Including Information Dictionary to the File’s Header
That is the final operate to be created. It can:
- Get the info dictionary
json
from the earlier step and the unique Excel file. - Add the info dictionary to the file’s header as feedback.
- Save the output file.
- As soon as the file is saved, it shows a obtain button for the consumer to get the modified file.
def add_comments_to_header(file_path:str, data_dict:dict="data_dict.json"):
"""
Use this software so as to add the info dictionary {data_dict.json} as feedback to the header of an Excel file and save the output file.
The operate takes the Excel file path as argument and provides the {data_dict.json} as feedback to every cell
Begin counting from column 0
within the first row of the Excel file, utilizing the next format:
* Column Quantity:
* Column Title:
* Information Kind:
* Description:
Parameters
----------
* file_path : str
The trail to the Excel file to be processed
* data_dict : dict
The info dictionary containing the column quantity, column title, information kind, description, and variety of null values
"""
# Load the info dictionary
data_dict = json.load(open(data_dict))
# Load the workbook
wb = load_workbook(file_path)
# Get the lively worksheet
ws = wb.lively
# Iterate over every column within the first row (header)

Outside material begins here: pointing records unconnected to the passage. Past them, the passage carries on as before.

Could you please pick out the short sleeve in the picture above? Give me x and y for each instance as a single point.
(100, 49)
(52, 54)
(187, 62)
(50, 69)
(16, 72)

for n, col in enumerate(ws.iter_cols(min_row=1, max_row=1)):
for header_cell in col:
header_cell.remark = Remark(dedent(f"""
ColName: {data_dict[str(n)]['ColName']},
DataType: {data_dict[str(n)]['DataType']},
Description: {data_dict[str(n)]['Description']}
"""),'AI Agent')
# Save the workbook
st.write("Saving File... :floppy_disk:")
wb.save('output.xlsx')
# Create a obtain button
with open('output.xlsx', 'rb') as f:
st.download_button(
label="Obtain output.xlsx",
information=f,
file_name='output.xlsx',
mime='software/vnd.openxmlformats-officedocument.spreadsheetml.sheet'
)
Okay. The subsequent step is to attach all of this collectively on a Streamlit front-end script.
Streamlit Entrance-Finish
On this step, I might have created a unique file for the front-end and imported the features in there. However I made a decision to make use of the identical file, so let’s begin with the well-known:
if __name__ == "__main__":
First, a few traces to configure the web page and messages displayed within the Internet Utility. We are going to use the content material centered
on the web page, and there may be some details about how the App works.
# Config web page Streamlit
st.set_page_config(format="centered",
page_title="Information Docs",
page_icon=":paperclip:",
initial_sidebar_state="expanded")
# Title
st.title("Information Docs :paperclip:")
st.subheader("Generate an information dictionary in your Excel file.")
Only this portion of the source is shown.